Connecticut will replace 43 diesel buses using settlement funds from Volkswagen
Forty-three diesel school buses across Connecticut are being replaced with new electric buses, funded by $12.7 million the state received from a legal settlement with Volkswagen Corp. following an emissions cheating scandal.
The new buses will operate in Middletown, New Britain, Hamden, Stamford, Bethel, Ansonia and Griswold. The purchases represent an “unprecedented level of electric vehicle school bus investment” for the state, according to the Department of Energy and Environmental Protection.
“The innovative projects we’re announcing today are a tremendous investment in ensuring a healthier environment especially for our children," Democratic Gov. Ned Lamont said in a statement. “Everyday thousands of children ride school buses throughout Connecticut. Diesel-powered school buses are a source of fine particulate matter and other harmful emissions that can impact developing lungs.”
Additionally, $3.1 million of the $12.7 million from the Volkswagen settlement will be spent on replacing a 1973 diesel-powered crane with an electric one at the port of New Haven. DEEP said the new electrified crane is among the first of its kind on the East Coast.
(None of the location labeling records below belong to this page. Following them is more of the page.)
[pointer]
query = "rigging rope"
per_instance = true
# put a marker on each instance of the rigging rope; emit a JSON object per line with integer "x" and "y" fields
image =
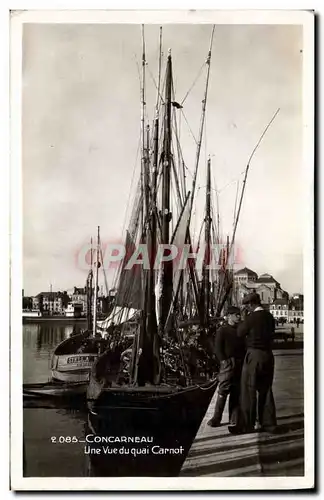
{"x": 194, "y": 83}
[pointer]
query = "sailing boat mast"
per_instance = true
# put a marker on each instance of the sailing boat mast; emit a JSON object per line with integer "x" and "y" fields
{"x": 205, "y": 273}
{"x": 89, "y": 290}
{"x": 95, "y": 297}
{"x": 166, "y": 187}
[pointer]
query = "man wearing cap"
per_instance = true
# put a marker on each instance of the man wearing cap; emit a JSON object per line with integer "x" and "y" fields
{"x": 230, "y": 351}
{"x": 257, "y": 373}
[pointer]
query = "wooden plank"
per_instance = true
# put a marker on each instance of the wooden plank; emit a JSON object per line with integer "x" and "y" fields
{"x": 217, "y": 453}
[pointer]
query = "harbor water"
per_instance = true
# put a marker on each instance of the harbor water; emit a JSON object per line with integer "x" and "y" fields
{"x": 47, "y": 454}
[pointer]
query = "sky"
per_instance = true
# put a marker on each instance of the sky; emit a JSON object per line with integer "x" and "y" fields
{"x": 81, "y": 123}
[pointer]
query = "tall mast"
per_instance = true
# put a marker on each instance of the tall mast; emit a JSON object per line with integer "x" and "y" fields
{"x": 143, "y": 134}
{"x": 202, "y": 119}
{"x": 166, "y": 187}
{"x": 89, "y": 286}
{"x": 205, "y": 277}
{"x": 95, "y": 296}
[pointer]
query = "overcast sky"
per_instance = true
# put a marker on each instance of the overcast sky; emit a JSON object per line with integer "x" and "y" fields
{"x": 81, "y": 119}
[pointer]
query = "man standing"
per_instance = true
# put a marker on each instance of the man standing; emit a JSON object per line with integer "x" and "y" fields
{"x": 257, "y": 373}
{"x": 230, "y": 351}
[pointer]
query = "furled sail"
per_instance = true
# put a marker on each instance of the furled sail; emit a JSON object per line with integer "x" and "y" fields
{"x": 130, "y": 290}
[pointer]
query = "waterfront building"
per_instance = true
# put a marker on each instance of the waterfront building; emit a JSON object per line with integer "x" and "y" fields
{"x": 247, "y": 281}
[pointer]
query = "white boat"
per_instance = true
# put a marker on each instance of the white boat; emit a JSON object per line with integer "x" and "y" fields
{"x": 31, "y": 313}
{"x": 73, "y": 358}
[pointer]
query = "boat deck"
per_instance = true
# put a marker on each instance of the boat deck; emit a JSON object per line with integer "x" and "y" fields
{"x": 216, "y": 453}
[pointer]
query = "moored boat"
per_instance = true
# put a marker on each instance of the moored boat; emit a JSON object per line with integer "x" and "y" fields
{"x": 162, "y": 397}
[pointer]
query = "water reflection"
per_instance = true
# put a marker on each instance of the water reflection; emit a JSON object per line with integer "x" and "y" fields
{"x": 39, "y": 342}
{"x": 43, "y": 457}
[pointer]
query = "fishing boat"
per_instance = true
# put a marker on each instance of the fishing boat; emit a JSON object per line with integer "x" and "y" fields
{"x": 160, "y": 398}
{"x": 53, "y": 390}
{"x": 74, "y": 357}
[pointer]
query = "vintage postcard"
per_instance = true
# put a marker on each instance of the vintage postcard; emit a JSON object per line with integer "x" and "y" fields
{"x": 162, "y": 325}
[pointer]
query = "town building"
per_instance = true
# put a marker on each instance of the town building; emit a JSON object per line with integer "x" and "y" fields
{"x": 247, "y": 281}
{"x": 51, "y": 303}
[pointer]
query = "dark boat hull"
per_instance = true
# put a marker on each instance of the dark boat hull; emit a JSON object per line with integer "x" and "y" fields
{"x": 157, "y": 429}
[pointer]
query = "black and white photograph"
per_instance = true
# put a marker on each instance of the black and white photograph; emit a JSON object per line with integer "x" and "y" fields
{"x": 162, "y": 311}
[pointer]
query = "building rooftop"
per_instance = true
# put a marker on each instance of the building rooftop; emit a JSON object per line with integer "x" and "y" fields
{"x": 266, "y": 278}
{"x": 246, "y": 270}
{"x": 280, "y": 302}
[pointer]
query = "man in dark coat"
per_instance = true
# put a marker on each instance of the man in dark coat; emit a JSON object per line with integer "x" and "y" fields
{"x": 230, "y": 351}
{"x": 257, "y": 373}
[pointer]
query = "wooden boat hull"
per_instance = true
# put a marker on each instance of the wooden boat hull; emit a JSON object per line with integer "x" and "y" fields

In 2015, German automaker Volkswagen admitted it had deliberately installed software designed to cheat emissions tests in nearly 590,000 diesel vehicles sold nationwide, including 12,000 sold in Connecticut. Connecticut was awarded more than $55.7 million over 10 years as part of a federal civil enforcement case. The money is supposed to be used to offset excess nitrogen oxide pollution emitted by these vehicles.
Funding for the buses and the crane stem from the third round of grants. They're matched with additional investment from the recipients. DEEP received 28 applications from both non-government and government entities for this latest round of funding which state officials said is an indication of the growing demand for EV school buses in Connecticut.